Building a Data Inventory
Building a data inventory that includes the types of information that will be required for your disclosures under the CCPA is a rational first step towards compliance. To create a data inventory you will need to survey all aspects of your business, from Marketing to IT to HR to Vendor Management and all points where you receive information from any source and in any format. You may be surprised to learn all the places where personal information is hiding. The inventory should include:

  1. A review of all areas of your business where personal information is received. This includes any type of personal information that you receive in any format, for example, through your website, forms at retail locations, mail and email, employment applications and related documents, call center recordings, vendor or service providers, landlords, tenants, marketing, closed-circuit TV, etc.
  2. Identification of all categories of personal information you receive. The CCPA defines personal information broadly to mean information that “identifies, relates to, describes, is capable of being associated with, or could reasonably be linked, directly or indirectly, with a particular consumer or household.” It provides a non-exclusive list of examples of personal information including the usual contact information, IP, protected classification information (sex, ethnicity, race, etc.), biometrics, internet browsing information, products purchased or considered for purchase, geolocation data, academic and employment information and inferences drawn to create a profile about the individual to reflect preferences, attitudes, etc.
  3. For each category of personal information identified, identification of the sources of the information. These could be directly from the individual, indirectly through a third party or from your own observations.
  4. For each category of personal information identified, identification of all of the purposes for collecting the data and your uses of the data.
  5. Identification of the length of time each category of information is legally required to be retained so that deletion requests can be honored properly.
  6. Identification of all entities that are given access to the information, including whether a contract is in place with that entity, the purpose for such access and whether the entity may use the information for its own commercial purposes.
  7. Identification of the location where the information identified is stored, in what format it is stored, and the person(s) responsible for maintaining the information.

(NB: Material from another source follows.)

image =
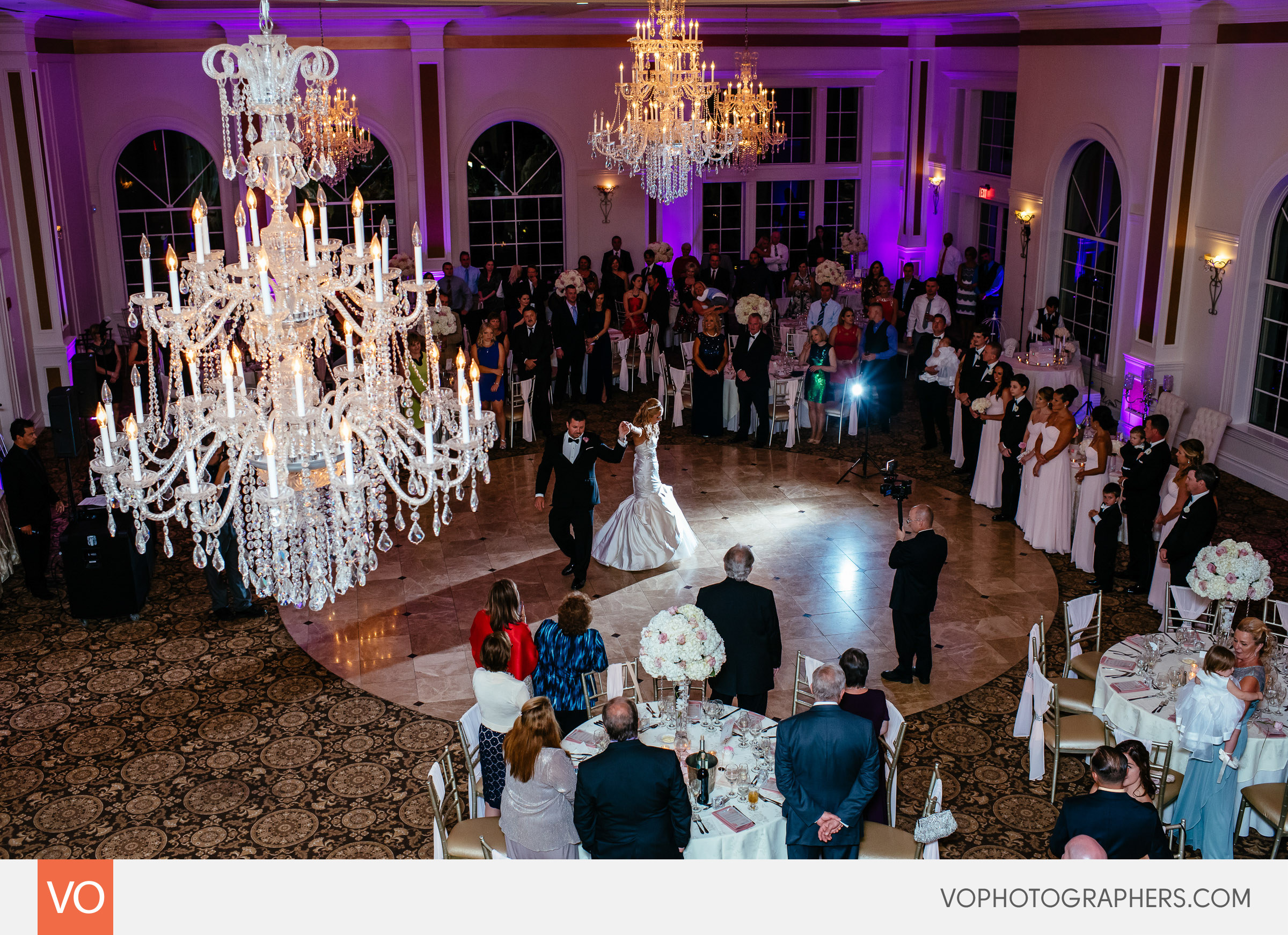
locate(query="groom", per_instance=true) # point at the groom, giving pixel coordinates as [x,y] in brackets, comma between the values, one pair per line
[571,455]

Once you know what data you have and where it is, you will be able to use the data inventory to build out the disclosures required by the CCPA both in your public-facing privacy policy and in templates for your on-demand disclosure responses.

(For more information about CCPA and its ramifications, or for information about properly creating and orchestrating a crisis prevention plan around CCPA requests for information, please contact the authors.)


1. CCPA’s requirements do not apply to “medical information” subject to the California Confidentiality of Medical Information Act (CMIA) or to “protected health information” collected by covered entities and business associates under the HIPAA Privacy, Security and Breach Notification Rules. Moreover, providers of health care subject to CMIA and covered entities subject to HIPAA are not covered businesses under CCPA if they maintain all patient information in the same manner they maintain “medical information” or “protected health information” subject to CMIA and HIPAA, respectively. CCPA also exempts information collected, processed, sold or disclosed pursuant to the federal Gramm-Leach-Bliley Act or the California Financial Information Privacy Act as well as other exemptions.